21. The integrated circuit for providing a microphone interface as claimed in claim 16, wherein said integrator circuit comprises:

A second amplifier circuit, the second amplifier circuit includes a first input terminal, a second input terminal and an output terminal, the first input terminal communicates with the third switch of the switched capacitor circuit, and the second an input coupled to the first reference signal; and

22. The integrated circuit for providing a microphone interface as recited in claim 16, wherein the integrated circuit for providing a microphone interface is characterized by a DC loop gain in the range of about 80 dB to about 140 dB, wherein The DC loop gain is sufficiently large to cause a voltage at the output of the first amplifier to be substantially equal to the first reference signal.

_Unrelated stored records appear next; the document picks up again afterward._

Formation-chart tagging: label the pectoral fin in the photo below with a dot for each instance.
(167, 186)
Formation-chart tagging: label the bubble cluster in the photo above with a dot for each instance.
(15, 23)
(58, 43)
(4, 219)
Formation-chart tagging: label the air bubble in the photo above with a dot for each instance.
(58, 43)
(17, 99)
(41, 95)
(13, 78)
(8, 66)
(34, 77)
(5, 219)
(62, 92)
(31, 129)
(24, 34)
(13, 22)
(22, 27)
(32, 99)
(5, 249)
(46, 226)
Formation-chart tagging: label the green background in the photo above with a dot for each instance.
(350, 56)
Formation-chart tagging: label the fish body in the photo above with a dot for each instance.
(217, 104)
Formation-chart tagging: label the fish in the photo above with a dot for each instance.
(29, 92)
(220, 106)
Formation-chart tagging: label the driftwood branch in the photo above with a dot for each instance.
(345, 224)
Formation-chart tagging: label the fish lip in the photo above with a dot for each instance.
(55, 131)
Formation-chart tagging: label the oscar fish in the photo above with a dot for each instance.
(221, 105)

23. An integrated circuit for providing a microphone interface as claimed in claim 16, characterized in that said integrated circuit is characterized by a large DC loop gain and a low AC loop gain, resulting in a DC output at said output terminal The voltage is substantially equal to the first reference signal, and the AC output voltage is linearly proportional to the impedance of the first feedback circuit and the AC input current or voltage through the input terminal.